The QBLimitedOscillator (BLEP) algorithm is part of the family of quasi-bandlimited algorithms which are designed specifically to avoid lookup tables; see the References (Vesa Valimaki and Julius Smith have published numerous papers on this). "Virtual Analog" synth plugins almost always refer to this kind of algorithmic generation that does not depend on lookup tables or additive synthesis. See the Leary/Bright Patent, which is the basis for the Korg Kronos and Krome VA oscillators - they are also calculated in real time.
Wavetable oscillators and sample oscillators use the lookup table approach and include all synths labeled "wavetable" as well as the sample based synths like the Triton/Karma and most 80's and 90's digital synths.
December 21, 2014
U mentioned that you did a efficient modulation matrix that uses function pointers. I understand that the code is lost.
Could you perhaps describe how it was implemented? What exactly made it more efficient than what is currently in the book?
(I ran the profiler in xcode briefly, it's true that the modulation matrix does takes up quite a lot of cpu.)
January 28, 2017
That mod matrix used function pointers to call the update function on each receiving object after the modulation values had been summed. If no modulation occurred, no function was called.

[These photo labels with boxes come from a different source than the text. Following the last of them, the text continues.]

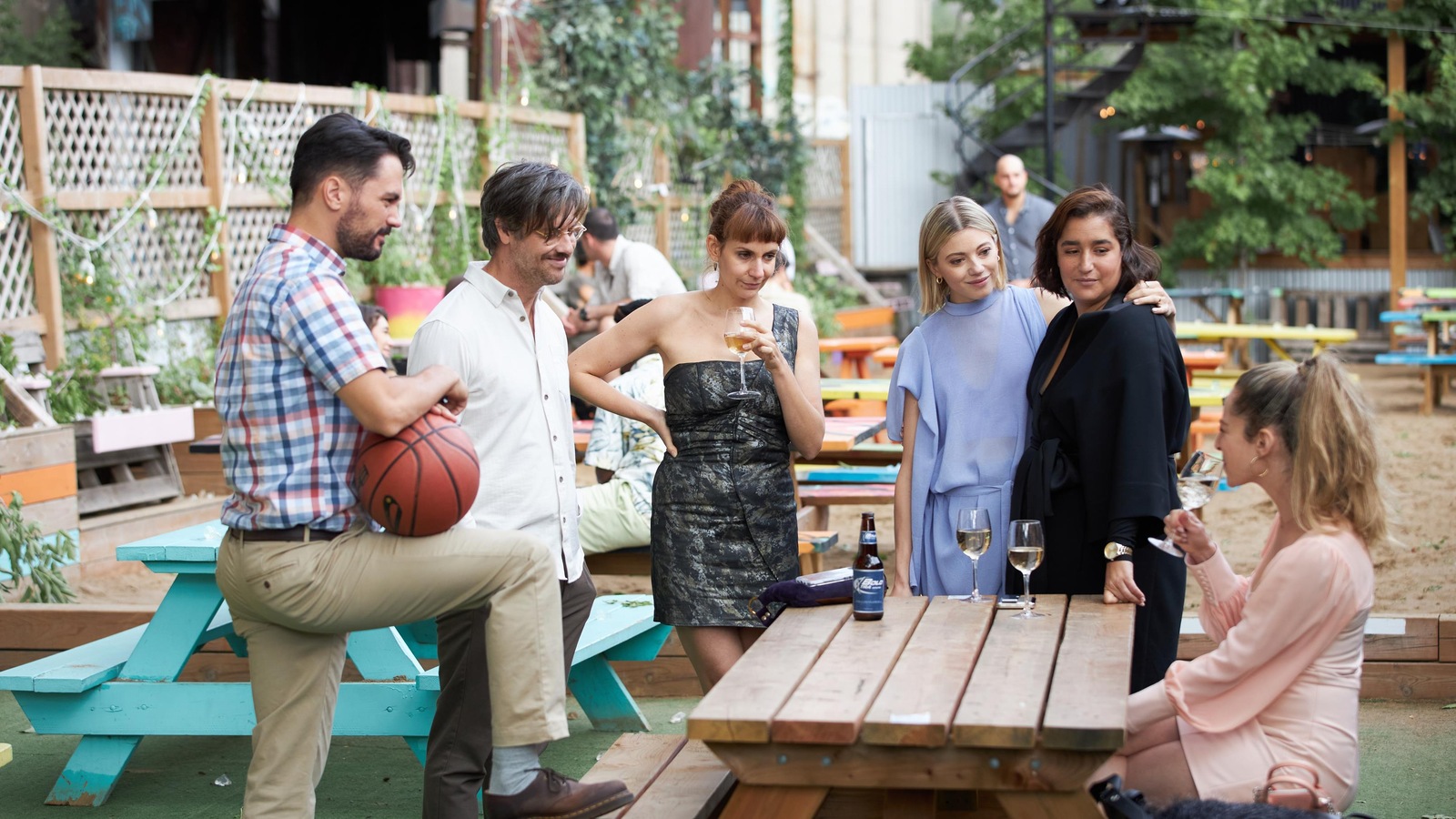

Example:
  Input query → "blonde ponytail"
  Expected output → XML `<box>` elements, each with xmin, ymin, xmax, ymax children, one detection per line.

<box><xmin>1230</xmin><ymin>353</ymin><xmax>1390</xmax><ymax>550</ymax></box>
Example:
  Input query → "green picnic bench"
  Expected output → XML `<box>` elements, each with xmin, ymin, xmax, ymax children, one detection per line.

<box><xmin>1374</xmin><ymin>353</ymin><xmax>1456</xmax><ymax>415</ymax></box>
<box><xmin>0</xmin><ymin>523</ymin><xmax>672</xmax><ymax>806</ymax></box>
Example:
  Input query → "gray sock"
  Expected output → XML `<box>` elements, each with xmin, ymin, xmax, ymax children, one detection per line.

<box><xmin>490</xmin><ymin>744</ymin><xmax>541</xmax><ymax>795</ymax></box>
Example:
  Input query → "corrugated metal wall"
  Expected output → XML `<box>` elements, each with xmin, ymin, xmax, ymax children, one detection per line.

<box><xmin>849</xmin><ymin>83</ymin><xmax>961</xmax><ymax>269</ymax></box>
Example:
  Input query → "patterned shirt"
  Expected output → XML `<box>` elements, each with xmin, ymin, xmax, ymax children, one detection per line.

<box><xmin>582</xmin><ymin>353</ymin><xmax>667</xmax><ymax>518</ymax></box>
<box><xmin>214</xmin><ymin>225</ymin><xmax>386</xmax><ymax>531</ymax></box>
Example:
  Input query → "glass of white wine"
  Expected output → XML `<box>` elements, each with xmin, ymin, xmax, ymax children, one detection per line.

<box><xmin>956</xmin><ymin>507</ymin><xmax>992</xmax><ymax>603</ymax></box>
<box><xmin>1006</xmin><ymin>521</ymin><xmax>1046</xmax><ymax>620</ymax></box>
<box><xmin>723</xmin><ymin>308</ymin><xmax>762</xmax><ymax>400</ymax></box>
<box><xmin>1148</xmin><ymin>450</ymin><xmax>1223</xmax><ymax>557</ymax></box>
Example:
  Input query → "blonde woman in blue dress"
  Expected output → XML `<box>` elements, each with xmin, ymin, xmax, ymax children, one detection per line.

<box><xmin>885</xmin><ymin>197</ymin><xmax>1174</xmax><ymax>596</ymax></box>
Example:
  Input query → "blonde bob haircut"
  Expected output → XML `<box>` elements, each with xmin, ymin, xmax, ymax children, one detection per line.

<box><xmin>920</xmin><ymin>197</ymin><xmax>1006</xmax><ymax>315</ymax></box>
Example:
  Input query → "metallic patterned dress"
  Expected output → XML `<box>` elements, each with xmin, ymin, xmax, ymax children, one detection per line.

<box><xmin>652</xmin><ymin>306</ymin><xmax>799</xmax><ymax>628</ymax></box>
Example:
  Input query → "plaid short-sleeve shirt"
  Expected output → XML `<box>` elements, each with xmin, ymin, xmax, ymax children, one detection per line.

<box><xmin>214</xmin><ymin>225</ymin><xmax>386</xmax><ymax>531</ymax></box>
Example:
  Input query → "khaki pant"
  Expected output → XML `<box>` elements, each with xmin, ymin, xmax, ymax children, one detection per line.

<box><xmin>217</xmin><ymin>529</ymin><xmax>568</xmax><ymax>819</ymax></box>
<box><xmin>577</xmin><ymin>480</ymin><xmax>652</xmax><ymax>555</ymax></box>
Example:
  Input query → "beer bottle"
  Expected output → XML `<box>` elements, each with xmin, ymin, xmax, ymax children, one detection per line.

<box><xmin>852</xmin><ymin>511</ymin><xmax>885</xmax><ymax>620</ymax></box>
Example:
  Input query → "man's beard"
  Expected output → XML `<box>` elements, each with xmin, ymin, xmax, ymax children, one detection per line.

<box><xmin>338</xmin><ymin>199</ymin><xmax>390</xmax><ymax>262</ymax></box>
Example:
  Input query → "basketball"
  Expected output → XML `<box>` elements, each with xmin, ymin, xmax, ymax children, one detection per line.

<box><xmin>349</xmin><ymin>412</ymin><xmax>480</xmax><ymax>538</ymax></box>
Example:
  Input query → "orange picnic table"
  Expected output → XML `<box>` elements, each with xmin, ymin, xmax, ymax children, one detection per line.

<box><xmin>687</xmin><ymin>594</ymin><xmax>1134</xmax><ymax>819</ymax></box>
<box><xmin>820</xmin><ymin>335</ymin><xmax>900</xmax><ymax>379</ymax></box>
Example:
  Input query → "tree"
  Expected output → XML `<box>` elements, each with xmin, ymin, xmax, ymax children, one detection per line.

<box><xmin>1109</xmin><ymin>0</ymin><xmax>1383</xmax><ymax>271</ymax></box>
<box><xmin>0</xmin><ymin>0</ymin><xmax>82</xmax><ymax>68</ymax></box>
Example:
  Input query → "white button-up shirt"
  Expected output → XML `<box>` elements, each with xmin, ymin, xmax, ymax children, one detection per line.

<box><xmin>410</xmin><ymin>262</ymin><xmax>582</xmax><ymax>580</ymax></box>
<box><xmin>595</xmin><ymin>236</ymin><xmax>687</xmax><ymax>305</ymax></box>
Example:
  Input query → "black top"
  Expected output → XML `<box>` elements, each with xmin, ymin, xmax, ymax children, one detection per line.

<box><xmin>1012</xmin><ymin>291</ymin><xmax>1189</xmax><ymax>594</ymax></box>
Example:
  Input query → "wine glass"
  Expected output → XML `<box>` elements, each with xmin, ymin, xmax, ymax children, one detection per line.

<box><xmin>1006</xmin><ymin>521</ymin><xmax>1046</xmax><ymax>620</ymax></box>
<box><xmin>956</xmin><ymin>507</ymin><xmax>992</xmax><ymax>603</ymax></box>
<box><xmin>723</xmin><ymin>308</ymin><xmax>762</xmax><ymax>400</ymax></box>
<box><xmin>1148</xmin><ymin>450</ymin><xmax>1223</xmax><ymax>557</ymax></box>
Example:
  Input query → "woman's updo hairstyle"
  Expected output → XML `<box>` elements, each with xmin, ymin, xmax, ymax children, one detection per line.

<box><xmin>1228</xmin><ymin>353</ymin><xmax>1389</xmax><ymax>550</ymax></box>
<box><xmin>708</xmin><ymin>179</ymin><xmax>789</xmax><ymax>245</ymax></box>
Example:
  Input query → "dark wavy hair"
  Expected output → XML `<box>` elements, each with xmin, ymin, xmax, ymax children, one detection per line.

<box><xmin>1031</xmin><ymin>184</ymin><xmax>1163</xmax><ymax>298</ymax></box>
<box><xmin>288</xmin><ymin>111</ymin><xmax>415</xmax><ymax>207</ymax></box>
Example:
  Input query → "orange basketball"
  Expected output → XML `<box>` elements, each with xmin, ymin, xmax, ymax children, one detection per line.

<box><xmin>349</xmin><ymin>414</ymin><xmax>480</xmax><ymax>538</ymax></box>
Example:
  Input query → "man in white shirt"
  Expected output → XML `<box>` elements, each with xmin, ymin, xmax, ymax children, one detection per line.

<box><xmin>410</xmin><ymin>162</ymin><xmax>622</xmax><ymax>819</ymax></box>
<box><xmin>986</xmin><ymin>153</ymin><xmax>1057</xmax><ymax>287</ymax></box>
<box><xmin>562</xmin><ymin>207</ymin><xmax>687</xmax><ymax>335</ymax></box>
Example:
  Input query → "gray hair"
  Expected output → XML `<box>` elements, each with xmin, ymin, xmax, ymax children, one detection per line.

<box><xmin>480</xmin><ymin>162</ymin><xmax>587</xmax><ymax>248</ymax></box>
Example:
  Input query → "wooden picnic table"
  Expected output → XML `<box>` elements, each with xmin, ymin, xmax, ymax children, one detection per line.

<box><xmin>0</xmin><ymin>521</ymin><xmax>670</xmax><ymax>806</ymax></box>
<box><xmin>821</xmin><ymin>415</ymin><xmax>885</xmax><ymax>451</ymax></box>
<box><xmin>1174</xmin><ymin>322</ymin><xmax>1357</xmax><ymax>360</ymax></box>
<box><xmin>820</xmin><ymin>379</ymin><xmax>890</xmax><ymax>400</ymax></box>
<box><xmin>820</xmin><ymin>335</ymin><xmax>900</xmax><ymax>379</ymax></box>
<box><xmin>687</xmin><ymin>594</ymin><xmax>1134</xmax><ymax>819</ymax></box>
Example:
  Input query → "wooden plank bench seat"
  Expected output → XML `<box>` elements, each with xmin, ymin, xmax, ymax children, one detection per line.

<box><xmin>581</xmin><ymin>733</ymin><xmax>735</xmax><ymax>819</ymax></box>
<box><xmin>1374</xmin><ymin>353</ymin><xmax>1456</xmax><ymax>415</ymax></box>
<box><xmin>799</xmin><ymin>484</ymin><xmax>895</xmax><ymax>529</ymax></box>
<box><xmin>415</xmin><ymin>594</ymin><xmax>672</xmax><ymax>730</ymax></box>
<box><xmin>587</xmin><ymin>528</ymin><xmax>839</xmax><ymax>577</ymax></box>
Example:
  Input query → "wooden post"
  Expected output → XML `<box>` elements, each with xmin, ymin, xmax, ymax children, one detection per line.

<box><xmin>20</xmin><ymin>66</ymin><xmax>66</xmax><ymax>364</ymax></box>
<box><xmin>839</xmin><ymin>140</ymin><xmax>854</xmax><ymax>259</ymax></box>
<box><xmin>1386</xmin><ymin>0</ymin><xmax>1410</xmax><ymax>349</ymax></box>
<box><xmin>566</xmin><ymin>114</ymin><xmax>587</xmax><ymax>185</ymax></box>
<box><xmin>201</xmin><ymin>77</ymin><xmax>233</xmax><ymax>324</ymax></box>
<box><xmin>652</xmin><ymin>140</ymin><xmax>672</xmax><ymax>259</ymax></box>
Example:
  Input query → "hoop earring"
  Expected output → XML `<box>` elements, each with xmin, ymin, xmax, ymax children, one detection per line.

Yes, the mod matrix is a CPU hog. It needs to zip through the rows in the matrix on each sample interval. This is one of the ways you can optimize, by hardwiring your voice architecture and bypassing it. Please see the mod matrix example in the MMA DLS Level II spec which is in the references. It is the basis for the mod matrix in the book.
Thanks very much for all the explanations, Will. That's what it's all about, the book can only be a trigger, a guide and mentor on the road to understand all this stuff and come up with your own way of doing it. Learning how to be an efficient C++ programmer has not much to do with building a synthesizer per se, and I think the book is a great success, and extremely useful for people that actually do want to learn, and everybody who judges it by the source code alone (or the performance of the unoptimized example projects) is really missing the point. It's for learning, not ready made.
As Will explained already above, the krate of Csound is almost what you get if you only update your variables on every process block. I am pretty sure though that Csound then uses ramping to smooth stuff out, and if you need it, the control rate can be the same as the audio rate. It's a really old language and it made sense back in the days to have a much lower control rate to the audio rate, but I doubt that this will give you an enormous performance boost for your own synth, the math stuff will hit much harder. Csound is conceptually something completely different than a "simple" synthesizer plugin, as you usually write your scores using a programming language too. Here, everything is about the orchestra, so to say in Csound lingo.
As you are living in a C++ universe, you can really do everything you want, but you will have to mess with timing offsets and internal counters to get a specific control rate. The processing block size in VST or AU, which is your hearts pulse in plugin land, can be anything. If you really want to know, you will need to profile, after you have applied all the lookup tables that Will mentioned above.